Secondly, while there is aid coming from the American military, we also have to remember that American Predator drones fly over Pakistan on what feels like weekly missions—what are weekly missions—in attacks that have killed more than 200 unnamed Pakistanis this year alone. So, with one hand, America cannot expect to give aid and find people, you know, grateful recipients of that aid, and the other, bomb people overhead, people who have not been indicted, people who have been, you know, uncharged with anything.
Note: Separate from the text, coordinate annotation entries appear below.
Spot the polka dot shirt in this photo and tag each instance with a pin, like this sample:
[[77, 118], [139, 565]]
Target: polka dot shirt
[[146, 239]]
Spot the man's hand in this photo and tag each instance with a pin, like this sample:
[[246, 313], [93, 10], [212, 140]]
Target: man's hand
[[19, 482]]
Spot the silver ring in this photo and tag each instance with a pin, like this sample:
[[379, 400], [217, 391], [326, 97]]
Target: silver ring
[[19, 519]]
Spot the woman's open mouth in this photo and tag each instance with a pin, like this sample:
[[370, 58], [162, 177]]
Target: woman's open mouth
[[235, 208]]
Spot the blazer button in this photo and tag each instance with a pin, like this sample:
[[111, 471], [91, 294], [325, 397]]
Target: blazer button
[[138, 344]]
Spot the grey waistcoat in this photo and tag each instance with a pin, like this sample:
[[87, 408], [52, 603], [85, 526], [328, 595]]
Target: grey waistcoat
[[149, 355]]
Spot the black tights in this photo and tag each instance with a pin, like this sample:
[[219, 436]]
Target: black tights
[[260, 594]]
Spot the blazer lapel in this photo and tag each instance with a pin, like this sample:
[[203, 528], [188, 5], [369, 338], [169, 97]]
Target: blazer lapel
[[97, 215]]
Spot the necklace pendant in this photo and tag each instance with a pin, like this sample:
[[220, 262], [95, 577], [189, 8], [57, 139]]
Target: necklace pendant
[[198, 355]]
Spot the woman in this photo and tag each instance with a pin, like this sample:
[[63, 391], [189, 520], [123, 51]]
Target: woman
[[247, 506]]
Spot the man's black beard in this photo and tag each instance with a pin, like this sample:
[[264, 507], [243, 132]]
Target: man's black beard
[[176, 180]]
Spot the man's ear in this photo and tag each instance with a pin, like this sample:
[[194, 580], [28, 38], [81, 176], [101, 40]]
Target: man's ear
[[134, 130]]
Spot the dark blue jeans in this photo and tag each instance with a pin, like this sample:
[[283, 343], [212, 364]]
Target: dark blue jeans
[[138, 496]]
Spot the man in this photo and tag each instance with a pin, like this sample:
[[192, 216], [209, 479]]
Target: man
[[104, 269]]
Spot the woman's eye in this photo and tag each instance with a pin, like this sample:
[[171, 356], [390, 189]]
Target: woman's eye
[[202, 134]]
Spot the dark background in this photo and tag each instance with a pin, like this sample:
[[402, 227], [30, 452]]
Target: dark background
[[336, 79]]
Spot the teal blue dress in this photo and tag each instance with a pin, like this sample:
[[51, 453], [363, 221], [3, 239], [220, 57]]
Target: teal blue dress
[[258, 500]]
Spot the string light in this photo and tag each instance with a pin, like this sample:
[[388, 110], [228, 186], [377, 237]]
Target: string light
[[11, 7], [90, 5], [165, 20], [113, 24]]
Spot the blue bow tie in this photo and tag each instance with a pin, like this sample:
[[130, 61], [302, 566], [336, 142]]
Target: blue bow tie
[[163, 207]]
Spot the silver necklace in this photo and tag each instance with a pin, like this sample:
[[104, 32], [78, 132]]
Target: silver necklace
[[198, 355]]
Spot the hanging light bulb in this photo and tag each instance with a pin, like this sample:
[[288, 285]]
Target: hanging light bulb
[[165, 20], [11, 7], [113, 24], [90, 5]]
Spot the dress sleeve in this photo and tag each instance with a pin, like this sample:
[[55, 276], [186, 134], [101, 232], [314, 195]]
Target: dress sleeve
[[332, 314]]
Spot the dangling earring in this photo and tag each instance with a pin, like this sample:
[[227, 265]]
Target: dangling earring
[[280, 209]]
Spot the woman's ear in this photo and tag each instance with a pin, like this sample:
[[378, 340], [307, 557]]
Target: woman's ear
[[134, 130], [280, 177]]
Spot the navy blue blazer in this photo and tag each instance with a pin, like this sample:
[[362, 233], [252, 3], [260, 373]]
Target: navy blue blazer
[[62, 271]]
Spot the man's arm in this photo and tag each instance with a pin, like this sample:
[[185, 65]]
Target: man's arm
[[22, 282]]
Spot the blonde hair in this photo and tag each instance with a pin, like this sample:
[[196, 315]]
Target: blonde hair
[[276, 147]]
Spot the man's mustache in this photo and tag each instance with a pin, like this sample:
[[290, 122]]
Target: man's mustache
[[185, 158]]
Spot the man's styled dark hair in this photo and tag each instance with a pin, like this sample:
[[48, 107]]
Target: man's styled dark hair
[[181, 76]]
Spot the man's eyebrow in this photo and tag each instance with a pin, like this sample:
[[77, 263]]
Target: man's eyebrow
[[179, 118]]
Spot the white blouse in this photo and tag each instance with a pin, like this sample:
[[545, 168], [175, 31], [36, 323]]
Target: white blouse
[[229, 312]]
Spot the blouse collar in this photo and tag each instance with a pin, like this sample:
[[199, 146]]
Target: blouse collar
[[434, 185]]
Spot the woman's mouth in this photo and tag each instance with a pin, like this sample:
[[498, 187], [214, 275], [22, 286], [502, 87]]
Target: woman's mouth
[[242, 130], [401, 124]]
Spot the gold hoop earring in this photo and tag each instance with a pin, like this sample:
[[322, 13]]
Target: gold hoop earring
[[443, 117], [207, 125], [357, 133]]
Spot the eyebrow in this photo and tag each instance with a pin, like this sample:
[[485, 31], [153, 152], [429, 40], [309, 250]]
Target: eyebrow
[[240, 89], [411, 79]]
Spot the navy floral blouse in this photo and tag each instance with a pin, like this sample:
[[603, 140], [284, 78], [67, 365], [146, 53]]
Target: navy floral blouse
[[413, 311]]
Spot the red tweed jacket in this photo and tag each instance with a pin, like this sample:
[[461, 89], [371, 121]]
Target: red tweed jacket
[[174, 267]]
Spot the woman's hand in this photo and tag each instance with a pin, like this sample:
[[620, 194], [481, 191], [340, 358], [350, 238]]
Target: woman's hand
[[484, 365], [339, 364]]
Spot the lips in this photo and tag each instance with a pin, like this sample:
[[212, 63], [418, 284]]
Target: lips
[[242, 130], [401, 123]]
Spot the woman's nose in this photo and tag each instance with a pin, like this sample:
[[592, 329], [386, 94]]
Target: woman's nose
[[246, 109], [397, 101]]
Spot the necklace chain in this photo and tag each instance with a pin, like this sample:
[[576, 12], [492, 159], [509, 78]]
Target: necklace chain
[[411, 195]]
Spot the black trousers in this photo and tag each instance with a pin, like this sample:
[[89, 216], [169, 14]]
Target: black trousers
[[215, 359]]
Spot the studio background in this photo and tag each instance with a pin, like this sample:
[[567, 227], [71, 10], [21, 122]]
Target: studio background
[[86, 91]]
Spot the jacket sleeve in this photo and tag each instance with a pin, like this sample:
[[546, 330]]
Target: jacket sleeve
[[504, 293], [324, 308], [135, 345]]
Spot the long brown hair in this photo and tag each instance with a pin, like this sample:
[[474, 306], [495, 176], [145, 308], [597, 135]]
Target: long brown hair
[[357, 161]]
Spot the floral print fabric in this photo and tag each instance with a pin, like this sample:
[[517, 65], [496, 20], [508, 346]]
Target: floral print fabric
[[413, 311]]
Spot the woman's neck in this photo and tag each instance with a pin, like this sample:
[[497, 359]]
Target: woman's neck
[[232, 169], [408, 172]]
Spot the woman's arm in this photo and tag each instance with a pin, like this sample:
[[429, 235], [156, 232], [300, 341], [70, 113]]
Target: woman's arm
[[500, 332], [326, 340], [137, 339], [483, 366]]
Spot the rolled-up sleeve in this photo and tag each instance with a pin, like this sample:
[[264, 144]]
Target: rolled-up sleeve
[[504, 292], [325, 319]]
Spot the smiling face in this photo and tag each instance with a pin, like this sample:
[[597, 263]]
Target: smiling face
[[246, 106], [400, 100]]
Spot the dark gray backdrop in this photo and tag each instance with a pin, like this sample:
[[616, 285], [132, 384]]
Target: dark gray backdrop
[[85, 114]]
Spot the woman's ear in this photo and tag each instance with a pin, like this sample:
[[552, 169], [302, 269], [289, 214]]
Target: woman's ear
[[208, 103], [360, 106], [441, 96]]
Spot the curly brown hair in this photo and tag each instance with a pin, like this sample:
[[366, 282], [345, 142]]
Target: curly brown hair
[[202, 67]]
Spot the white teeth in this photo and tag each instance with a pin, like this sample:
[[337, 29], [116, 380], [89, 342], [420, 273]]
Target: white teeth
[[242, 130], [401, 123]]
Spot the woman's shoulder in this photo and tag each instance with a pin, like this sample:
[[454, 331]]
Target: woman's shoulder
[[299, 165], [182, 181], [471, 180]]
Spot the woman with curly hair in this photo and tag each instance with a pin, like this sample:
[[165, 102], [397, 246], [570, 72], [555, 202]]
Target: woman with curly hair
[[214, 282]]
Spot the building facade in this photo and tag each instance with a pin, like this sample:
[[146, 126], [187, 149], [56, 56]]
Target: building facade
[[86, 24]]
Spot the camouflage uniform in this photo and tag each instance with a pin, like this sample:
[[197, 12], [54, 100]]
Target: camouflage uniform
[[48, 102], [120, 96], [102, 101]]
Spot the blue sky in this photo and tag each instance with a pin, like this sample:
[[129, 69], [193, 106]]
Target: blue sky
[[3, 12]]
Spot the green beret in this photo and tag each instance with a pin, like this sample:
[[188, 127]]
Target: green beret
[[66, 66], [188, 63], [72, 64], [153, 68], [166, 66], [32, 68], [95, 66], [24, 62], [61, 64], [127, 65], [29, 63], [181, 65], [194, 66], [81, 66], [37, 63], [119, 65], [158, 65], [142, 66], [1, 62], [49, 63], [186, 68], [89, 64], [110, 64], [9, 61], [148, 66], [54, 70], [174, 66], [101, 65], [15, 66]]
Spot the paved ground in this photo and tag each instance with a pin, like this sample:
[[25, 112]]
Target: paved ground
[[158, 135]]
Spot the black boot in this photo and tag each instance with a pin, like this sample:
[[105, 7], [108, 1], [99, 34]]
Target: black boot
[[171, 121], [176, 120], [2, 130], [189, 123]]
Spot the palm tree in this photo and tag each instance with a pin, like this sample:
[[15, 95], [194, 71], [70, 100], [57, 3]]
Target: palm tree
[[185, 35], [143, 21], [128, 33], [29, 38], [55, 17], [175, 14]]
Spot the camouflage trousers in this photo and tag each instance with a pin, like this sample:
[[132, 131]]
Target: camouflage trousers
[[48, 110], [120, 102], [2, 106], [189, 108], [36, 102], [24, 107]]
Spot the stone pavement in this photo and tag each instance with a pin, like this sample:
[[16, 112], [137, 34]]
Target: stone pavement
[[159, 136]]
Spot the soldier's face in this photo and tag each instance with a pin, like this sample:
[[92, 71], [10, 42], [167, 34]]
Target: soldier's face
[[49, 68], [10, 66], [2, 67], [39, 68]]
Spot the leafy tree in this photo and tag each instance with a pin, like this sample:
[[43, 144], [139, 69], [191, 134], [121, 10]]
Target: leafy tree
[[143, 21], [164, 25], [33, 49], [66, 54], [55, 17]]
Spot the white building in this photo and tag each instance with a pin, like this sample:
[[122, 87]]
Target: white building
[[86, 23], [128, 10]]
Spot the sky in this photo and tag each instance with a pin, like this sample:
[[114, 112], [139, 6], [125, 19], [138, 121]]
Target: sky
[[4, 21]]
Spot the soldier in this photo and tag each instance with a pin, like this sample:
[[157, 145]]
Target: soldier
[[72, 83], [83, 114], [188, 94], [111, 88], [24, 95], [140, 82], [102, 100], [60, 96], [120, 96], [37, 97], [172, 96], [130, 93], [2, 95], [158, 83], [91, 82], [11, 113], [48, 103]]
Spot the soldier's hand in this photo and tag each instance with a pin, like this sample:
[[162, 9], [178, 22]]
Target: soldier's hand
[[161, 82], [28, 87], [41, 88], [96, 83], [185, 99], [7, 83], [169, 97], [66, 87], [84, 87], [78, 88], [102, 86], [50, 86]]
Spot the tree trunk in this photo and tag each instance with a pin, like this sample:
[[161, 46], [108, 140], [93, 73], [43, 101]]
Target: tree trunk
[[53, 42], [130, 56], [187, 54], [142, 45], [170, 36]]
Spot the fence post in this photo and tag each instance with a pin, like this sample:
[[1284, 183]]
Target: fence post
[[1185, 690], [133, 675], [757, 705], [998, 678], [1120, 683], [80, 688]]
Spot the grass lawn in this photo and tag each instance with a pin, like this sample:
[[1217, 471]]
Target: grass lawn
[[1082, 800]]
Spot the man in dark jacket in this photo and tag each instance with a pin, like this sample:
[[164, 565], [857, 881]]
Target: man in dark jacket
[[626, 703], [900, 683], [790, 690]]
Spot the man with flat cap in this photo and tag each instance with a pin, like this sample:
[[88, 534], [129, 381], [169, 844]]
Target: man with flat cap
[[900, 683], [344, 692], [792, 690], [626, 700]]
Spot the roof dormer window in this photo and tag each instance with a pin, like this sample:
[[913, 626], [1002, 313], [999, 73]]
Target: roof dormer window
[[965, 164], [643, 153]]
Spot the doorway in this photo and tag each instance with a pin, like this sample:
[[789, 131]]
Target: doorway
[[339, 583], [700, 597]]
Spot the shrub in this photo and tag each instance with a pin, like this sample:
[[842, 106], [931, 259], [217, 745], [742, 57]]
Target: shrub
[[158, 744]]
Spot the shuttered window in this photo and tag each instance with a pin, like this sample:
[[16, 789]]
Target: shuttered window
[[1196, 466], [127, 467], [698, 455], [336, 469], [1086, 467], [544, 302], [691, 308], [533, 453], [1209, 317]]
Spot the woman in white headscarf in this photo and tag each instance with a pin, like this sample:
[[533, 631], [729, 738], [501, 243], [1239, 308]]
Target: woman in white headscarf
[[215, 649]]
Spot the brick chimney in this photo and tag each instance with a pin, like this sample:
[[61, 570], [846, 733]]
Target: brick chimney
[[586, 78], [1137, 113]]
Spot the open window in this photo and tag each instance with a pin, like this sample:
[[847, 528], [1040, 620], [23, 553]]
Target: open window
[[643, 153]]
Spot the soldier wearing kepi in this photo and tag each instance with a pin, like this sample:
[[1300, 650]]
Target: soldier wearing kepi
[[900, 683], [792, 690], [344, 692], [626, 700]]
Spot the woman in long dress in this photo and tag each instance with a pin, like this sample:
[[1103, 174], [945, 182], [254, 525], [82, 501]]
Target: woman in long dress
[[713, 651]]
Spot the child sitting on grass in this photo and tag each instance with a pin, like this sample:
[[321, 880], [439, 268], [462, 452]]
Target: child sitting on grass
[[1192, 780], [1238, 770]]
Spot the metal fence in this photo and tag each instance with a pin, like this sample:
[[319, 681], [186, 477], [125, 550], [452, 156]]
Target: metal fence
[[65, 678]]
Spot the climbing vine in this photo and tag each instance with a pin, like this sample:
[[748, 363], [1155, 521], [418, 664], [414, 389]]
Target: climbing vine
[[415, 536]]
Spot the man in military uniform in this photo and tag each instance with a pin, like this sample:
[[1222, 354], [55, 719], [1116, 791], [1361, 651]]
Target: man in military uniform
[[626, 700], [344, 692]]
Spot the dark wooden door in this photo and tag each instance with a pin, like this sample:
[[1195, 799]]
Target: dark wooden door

And certainly, what we know to be true, again, from the 2005 earthquake is the fact that when there is a total absence of the state, a vacuum is created. We know, not just in the northern parts of Pakistan that were badly hit by the 2005 earthquake, but many other parts of the country are without access to justice. They’re without any law-and-order institutions set up. They have no access to hospitals or schools. And that vacuum is very ably filled by militant groups, who come in, who provide madrasah education, which may be a child’s only chance to learn how to read and write. They provide quick and speedy access to what they believe is justice. And indeed, their popularity grows as a result. And we’re seeing that now with the floods. We are still seeing that. We are seeing, in parts of the flood-affected areas, the BBC is reporting, that survivors have physically attacked government officials and members of the ruling party, who have been absolutely inept when it comes to caring for their constituents and to providing any form of aid.
AMY GOODMAN: Is global warming tied to the floods, Fatima?
FATIMA BHUTTO: Well, I would certainly—I would certainly think so. I think there is any number of issues that are tied to these floods. I mean the global warming, the poor construction of these very large ineffectual dams, and the fact that Pakistan, even though we have monsoon season every year—it comes at the same time every year—the state has not strengthened any institutions that could have and should have contained the rain.
AMY GOODMAN: Fatima Bhutto, I want to thank you for being with us, Pakistani poet, niece of the assassinated former prime minister Benazir Bhutto. Her memoir, Songs of Blood and Sword, will be published in the United States this fall.